Obviously, a "1node Elasticsearch Cluster" is not ideal in terms of resilience, so I hope this is a test/POC system, and not a production/mission critical environment.

1 Like

There is only Microsoft Defender there and if it starts hardware failure how to check which hardware causes this issue how to check these things because I test all hardware, and it passes that test this physical setup is 2 month old only Is there any other way to check this or any other reason for this issue. Please help me sir

Is this Windows surely solely and purely used for running Elasticsearch ? Half-joking, but have you considered not running Windows on this server? Linux is ... better.

A "hardware issue" is just the current best suggestion based on the limited information you shared. Share some more details on how the problem presents itself, what you are doing, your config, and maybe some other theory might appear.
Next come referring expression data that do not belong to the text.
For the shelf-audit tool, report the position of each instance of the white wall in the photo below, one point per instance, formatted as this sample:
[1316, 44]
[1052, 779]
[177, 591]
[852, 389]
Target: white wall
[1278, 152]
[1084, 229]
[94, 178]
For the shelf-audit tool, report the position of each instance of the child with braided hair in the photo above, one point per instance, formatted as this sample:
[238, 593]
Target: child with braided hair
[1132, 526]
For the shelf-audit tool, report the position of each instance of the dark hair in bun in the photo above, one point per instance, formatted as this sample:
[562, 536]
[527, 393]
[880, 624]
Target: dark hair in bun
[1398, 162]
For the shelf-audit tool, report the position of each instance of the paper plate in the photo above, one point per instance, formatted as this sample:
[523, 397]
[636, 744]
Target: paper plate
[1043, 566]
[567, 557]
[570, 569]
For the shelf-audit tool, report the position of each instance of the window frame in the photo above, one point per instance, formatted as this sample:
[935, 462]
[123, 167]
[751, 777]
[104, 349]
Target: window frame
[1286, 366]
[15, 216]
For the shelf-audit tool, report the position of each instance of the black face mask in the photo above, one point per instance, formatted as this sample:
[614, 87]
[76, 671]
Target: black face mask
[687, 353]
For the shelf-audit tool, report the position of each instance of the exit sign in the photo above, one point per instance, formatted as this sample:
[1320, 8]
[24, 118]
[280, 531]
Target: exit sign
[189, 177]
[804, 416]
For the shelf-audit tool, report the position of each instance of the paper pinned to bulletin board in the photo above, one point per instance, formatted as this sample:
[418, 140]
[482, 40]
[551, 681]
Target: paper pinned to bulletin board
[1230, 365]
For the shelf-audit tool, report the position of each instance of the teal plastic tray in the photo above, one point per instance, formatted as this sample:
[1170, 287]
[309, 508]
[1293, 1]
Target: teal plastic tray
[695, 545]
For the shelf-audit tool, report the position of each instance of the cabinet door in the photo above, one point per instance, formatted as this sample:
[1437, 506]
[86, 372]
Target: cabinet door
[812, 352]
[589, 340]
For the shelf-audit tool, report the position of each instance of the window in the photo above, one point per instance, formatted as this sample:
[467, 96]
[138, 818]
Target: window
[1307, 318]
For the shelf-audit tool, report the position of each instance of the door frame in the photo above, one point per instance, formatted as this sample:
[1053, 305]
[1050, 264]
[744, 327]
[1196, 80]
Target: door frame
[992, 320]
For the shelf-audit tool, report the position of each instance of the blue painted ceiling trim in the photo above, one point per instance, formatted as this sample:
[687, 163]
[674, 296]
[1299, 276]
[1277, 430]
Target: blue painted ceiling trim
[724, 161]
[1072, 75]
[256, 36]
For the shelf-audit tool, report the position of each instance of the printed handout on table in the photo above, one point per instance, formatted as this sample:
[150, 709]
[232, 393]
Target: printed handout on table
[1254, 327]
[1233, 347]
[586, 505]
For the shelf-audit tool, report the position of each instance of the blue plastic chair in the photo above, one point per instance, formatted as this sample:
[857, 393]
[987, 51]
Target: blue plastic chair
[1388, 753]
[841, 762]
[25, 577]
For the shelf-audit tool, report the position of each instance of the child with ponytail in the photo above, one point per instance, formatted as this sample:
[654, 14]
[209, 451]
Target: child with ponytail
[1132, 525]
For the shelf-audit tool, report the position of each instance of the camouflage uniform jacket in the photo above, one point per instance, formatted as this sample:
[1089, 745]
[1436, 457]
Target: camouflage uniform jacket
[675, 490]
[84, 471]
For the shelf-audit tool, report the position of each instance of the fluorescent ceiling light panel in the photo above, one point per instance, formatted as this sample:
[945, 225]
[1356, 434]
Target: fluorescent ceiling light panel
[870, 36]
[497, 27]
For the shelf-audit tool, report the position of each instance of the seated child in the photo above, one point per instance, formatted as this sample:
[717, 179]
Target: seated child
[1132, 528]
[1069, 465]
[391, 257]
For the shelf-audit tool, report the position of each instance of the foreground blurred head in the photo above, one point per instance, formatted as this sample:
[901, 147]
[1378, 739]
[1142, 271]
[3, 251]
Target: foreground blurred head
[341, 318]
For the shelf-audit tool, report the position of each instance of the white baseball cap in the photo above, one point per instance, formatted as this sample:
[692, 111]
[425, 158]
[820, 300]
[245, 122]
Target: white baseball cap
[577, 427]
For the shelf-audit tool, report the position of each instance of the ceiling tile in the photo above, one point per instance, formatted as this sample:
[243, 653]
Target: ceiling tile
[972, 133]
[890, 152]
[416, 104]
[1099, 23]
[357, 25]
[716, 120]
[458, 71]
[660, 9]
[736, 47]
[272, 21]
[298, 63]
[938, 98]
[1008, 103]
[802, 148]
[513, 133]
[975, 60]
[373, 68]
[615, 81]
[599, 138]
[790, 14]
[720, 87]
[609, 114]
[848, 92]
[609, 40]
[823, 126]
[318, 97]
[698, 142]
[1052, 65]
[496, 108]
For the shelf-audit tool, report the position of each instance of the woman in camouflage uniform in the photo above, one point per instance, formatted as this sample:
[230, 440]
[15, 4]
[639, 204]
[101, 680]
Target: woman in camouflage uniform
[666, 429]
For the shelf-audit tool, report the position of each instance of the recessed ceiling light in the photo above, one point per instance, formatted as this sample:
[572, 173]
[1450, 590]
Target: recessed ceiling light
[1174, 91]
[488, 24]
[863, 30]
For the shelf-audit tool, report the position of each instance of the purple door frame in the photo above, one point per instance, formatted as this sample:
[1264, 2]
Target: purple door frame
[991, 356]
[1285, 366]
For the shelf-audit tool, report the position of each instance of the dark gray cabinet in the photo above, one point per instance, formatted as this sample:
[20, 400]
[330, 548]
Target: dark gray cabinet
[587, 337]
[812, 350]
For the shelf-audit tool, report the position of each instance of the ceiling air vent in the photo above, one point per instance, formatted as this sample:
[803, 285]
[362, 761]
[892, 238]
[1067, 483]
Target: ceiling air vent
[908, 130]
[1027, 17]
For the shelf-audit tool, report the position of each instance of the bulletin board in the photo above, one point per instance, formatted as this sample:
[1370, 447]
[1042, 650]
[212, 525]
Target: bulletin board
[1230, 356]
As pointed out, if anything starts messing around with the files on the data partition, this can corrupt them. So check the system logs, the Microsoft Defender logs, and look for anything around storage/files.

Given what I know now, I'd strongly suggest you check the S.M.A.R.T data of your storage on periodic basis, There are many tools for this, as I'm not a windows fan I cannot recommend a specific one.

If you happen to have another server, maybe consider to duplicate your environment and see if the problem is seen there too.

And again, now is really good time to make backups/snapshots !!